Do I need a semaphore when reading from a global structure?

https://stackoverflow.com/questions/265708

06-07-2019
|

Question

A fairly basic question, but I don't see it asked anywhere.

Let's say we have a global struct (in C) like so:

struct foo {
  int written_frequently1;
  int read_only;
  int written_frequently2;
};

It seems clear to me that if we have lots of threads reading and writing, we need a semaphore (or other lock) on the written_frequently members, even for reading, since we can't be 100% sure that assignments to this struct will be atomic.

If we want lots of threads to read the read_only member, and none to write, to we need a semaphore on the struct access just for reading?

(I'm inclined to say no, because the fact that the locations immediately before and after are constantly changed shouldn't affect the read_only member, and multiple threads reading the value shouldn't interfere with each other. But I'm not sure.)

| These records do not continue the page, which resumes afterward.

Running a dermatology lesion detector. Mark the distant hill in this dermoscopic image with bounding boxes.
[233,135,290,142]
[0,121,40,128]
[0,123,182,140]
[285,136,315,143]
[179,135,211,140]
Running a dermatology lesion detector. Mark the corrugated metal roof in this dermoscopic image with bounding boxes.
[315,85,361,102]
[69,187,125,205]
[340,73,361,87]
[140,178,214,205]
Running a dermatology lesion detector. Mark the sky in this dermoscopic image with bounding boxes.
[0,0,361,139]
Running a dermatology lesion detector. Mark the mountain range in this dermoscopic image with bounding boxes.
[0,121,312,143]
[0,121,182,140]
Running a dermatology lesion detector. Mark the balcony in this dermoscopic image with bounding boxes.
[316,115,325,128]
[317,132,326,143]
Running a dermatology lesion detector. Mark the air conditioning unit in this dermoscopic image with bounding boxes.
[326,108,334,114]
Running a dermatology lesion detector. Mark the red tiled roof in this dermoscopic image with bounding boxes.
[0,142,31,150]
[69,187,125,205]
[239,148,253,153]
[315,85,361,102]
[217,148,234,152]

[Edit: I realize now I should have asked this question much better, in order to clarify very specifically what I meant. Naturally, I didn't really grok all of the issues involved when I first asked the question. Of course, if I comprehensively edit the question now, I will ruin all of these great answers. What I meant is more like:

struct bar {
  char written_frequently1[LONGISH_LEN];
  char read_only[LONGISH_LEN];
  char written_frequently2[LONGISH_LEN];
};

The major issue I asked about is, since this data is part of a struct, is it at all influenced by the other struct members, and might it influence them in return?

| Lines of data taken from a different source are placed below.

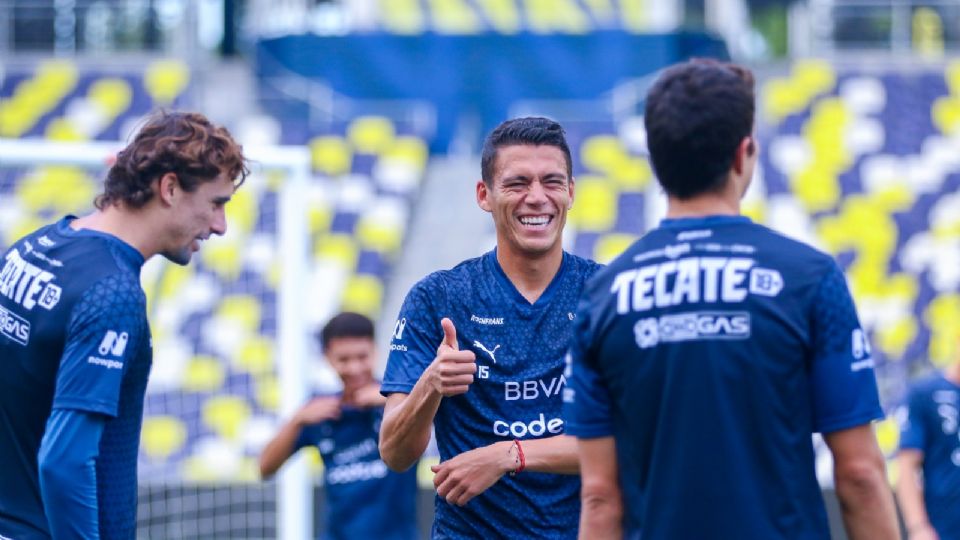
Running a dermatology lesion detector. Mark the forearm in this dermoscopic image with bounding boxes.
[38,409,103,540]
[260,415,303,478]
[579,490,623,540]
[835,463,900,540]
[380,378,442,472]
[511,435,580,474]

The fact that the members were ints, and therefore writes are likely atomic, is really just a red herring in this case.]

Solution 10

Many thanks to all the great answerers (and for all the great answers).

To sum up:

If there is a read-only member of a struct (in our case, if the value is set once, long before any thread might want to read it), then threads reading this member do not need locks, mutexes, semaphores, or any other concurrency protection.

This is true even if the other members are written to frequently. The fact that the different variables are all part of the same struct makes no difference.

OTHER TIPS

You need a mutex to guarantee that an operation is atomic. So in this particular case, you may not need a mutex at all. Specifically, if each thread writes to one element and the write is atomic and the new value is independent of the current value of any element (including itself), there is no problem.

Example: each of several threads updates a "last_updated_by" variable that simply records the last thread that updated it. Clearly, as long as the variable itself is updated atomically, no errors will occur.

However, you do need a mutex to guarantee consistency if a thread reads or writes more than one element at a time, particularly because you mention locking an element rather than the entire structure.

Example: a thread updates the "day", "month" and "year" elements of a structure. This must happen atomically, lest another thread read the structure after the "month" increments but before the "day" wraps to 1, to avoid dates such as February 31. Note that you must honor the mutex when reading; otherwise you may read an erroneous, half-updated value.

If the read_only member is actually read only, then there is no danger of the data being changed and therefore no need for synchronization. This could be data that is set up before the threads are started.

You will want synchronization for any data that can be written, regardless of the frequency.

"Read only" is a bit misleading, since the variable is written to at least once when it's initialized. In that case you still need a memory barrier between the initial write and subsequent reads if they're in different threads, or else they could see the uninitialized value.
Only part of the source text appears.